Em diversos países africanos a AK-47 é vendida a rebeldes africanos em troca de diamantes. Na Libéria, por exemplo, crianças foram armadas com esses fuzis para lutarem na Frente Patriótica Nacional do país. Na América do Sul, ele foi comprado com cocaína, chegando à Nicarágua em 1970 e se espalhando por outros países.

Ao falar sobre a sua famosa criação, Mikhail Kalashnikov dizia dormir tranquilo. Segundo ele, “O fato de as pessoas morrerem por causa do AK-47 não se deve ao seu inventor, mas à política”. E foi justamente através de conflitos políticos que o fuzil criado por Kalashnikov se popularizou, estando presente em tantos conflitos. 

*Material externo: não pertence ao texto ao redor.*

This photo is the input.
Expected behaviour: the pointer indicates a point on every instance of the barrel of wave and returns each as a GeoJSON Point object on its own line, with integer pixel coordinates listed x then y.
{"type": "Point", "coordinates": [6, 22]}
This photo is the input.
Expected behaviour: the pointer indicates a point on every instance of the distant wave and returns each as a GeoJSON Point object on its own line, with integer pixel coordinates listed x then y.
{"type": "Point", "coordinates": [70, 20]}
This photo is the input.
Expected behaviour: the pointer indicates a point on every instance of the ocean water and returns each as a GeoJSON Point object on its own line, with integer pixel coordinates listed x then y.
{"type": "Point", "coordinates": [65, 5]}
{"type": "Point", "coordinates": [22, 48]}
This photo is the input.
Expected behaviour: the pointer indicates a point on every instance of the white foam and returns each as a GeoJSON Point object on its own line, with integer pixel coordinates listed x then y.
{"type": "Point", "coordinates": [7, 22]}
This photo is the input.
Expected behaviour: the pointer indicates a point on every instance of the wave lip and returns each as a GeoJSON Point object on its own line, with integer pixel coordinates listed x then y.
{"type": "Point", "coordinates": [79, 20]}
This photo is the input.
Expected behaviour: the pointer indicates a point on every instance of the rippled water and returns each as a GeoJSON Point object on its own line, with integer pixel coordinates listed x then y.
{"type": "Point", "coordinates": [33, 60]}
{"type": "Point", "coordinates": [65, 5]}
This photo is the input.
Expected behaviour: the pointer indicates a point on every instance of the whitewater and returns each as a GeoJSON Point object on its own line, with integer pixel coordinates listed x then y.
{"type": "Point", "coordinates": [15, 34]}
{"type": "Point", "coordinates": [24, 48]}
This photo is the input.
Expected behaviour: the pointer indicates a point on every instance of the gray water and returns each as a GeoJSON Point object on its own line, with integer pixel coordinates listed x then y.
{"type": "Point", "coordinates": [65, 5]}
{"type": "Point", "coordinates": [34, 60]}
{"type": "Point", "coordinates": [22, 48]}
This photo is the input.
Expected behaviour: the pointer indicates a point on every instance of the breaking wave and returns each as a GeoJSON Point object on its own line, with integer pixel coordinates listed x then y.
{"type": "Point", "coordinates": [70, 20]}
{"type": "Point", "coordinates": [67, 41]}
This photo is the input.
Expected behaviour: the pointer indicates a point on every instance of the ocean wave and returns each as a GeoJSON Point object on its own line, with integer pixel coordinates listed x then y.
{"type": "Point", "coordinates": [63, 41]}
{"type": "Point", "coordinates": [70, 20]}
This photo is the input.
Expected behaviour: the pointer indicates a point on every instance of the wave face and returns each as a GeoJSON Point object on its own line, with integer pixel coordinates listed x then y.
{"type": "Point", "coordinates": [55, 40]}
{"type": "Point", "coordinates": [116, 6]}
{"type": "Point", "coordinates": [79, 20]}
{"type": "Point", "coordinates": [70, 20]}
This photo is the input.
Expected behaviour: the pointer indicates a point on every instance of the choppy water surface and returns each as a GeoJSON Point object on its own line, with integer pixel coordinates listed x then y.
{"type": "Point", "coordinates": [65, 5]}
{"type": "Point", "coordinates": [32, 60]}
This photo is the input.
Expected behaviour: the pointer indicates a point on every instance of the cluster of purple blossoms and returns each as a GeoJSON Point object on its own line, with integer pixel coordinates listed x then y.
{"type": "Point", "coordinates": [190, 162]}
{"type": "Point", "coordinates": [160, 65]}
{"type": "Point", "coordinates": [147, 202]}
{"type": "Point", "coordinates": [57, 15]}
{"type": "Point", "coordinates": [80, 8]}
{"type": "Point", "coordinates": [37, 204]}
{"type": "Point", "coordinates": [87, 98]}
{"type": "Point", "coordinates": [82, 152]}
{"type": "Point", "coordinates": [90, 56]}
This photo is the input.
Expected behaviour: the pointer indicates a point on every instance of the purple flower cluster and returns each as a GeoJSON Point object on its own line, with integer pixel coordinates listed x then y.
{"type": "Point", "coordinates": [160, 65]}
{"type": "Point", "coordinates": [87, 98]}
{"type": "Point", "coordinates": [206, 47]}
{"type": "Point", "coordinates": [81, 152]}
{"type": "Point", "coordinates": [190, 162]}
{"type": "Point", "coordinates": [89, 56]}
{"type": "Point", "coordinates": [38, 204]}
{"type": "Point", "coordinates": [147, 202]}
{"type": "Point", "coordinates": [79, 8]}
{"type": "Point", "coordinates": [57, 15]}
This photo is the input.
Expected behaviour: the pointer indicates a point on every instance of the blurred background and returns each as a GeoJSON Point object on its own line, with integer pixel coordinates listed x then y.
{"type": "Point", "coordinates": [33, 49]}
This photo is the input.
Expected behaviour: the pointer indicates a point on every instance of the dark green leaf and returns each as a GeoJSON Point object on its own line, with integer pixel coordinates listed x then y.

A história desse fuzil pode ser encontrada em detalhes no livro “Rajadas da História – O Fuzil AK-47 da Rússia de Stálin até Hoje”, no qual é narrada a vida de Kalachnikov e a trajetória de sua famosa criação, que já passou pela mão de quase todos os grupos guerrilheiros e terroristas surgidos depois da Segunda Guerra. Embora Mikhail Kalashnikov tenha afirmado que queria ser lembrado por ter criado uma arma capaz de defender as fronteiras de seu país, não para ser a arma dos terroristas, seu fuzil esteve e está presente nas mãos de muitos grupos extremistas ao redor do mundo, tendo matado muito mais do que qualquer outra arma, deixando um mar de sangue por onde passa e muitos órfãos e viúvas que puderam presenciar a força e o alcance dessa arma nas mãos de terroristas, traficantes e assassinos.

Referências:

https://www.gazetadopovo.com.br/mundo/inventor-mortal-mikhail-kalashnikov-ak-47/

https://epoca.oglobo.globo.com/tempo/noticia/2014/01/no-fim-da-vida-bkalashnikov-sentiu-peso-na-conscienciab-pelo-ak-47.html

KALACHNIKOV, Mikhail e JOLY, Elena. “Rajadas da História – O Fuzil AK-47 da Rússia de Stálin até Hoje”. Rio de Janeiro: Jorge Zahar, 2005.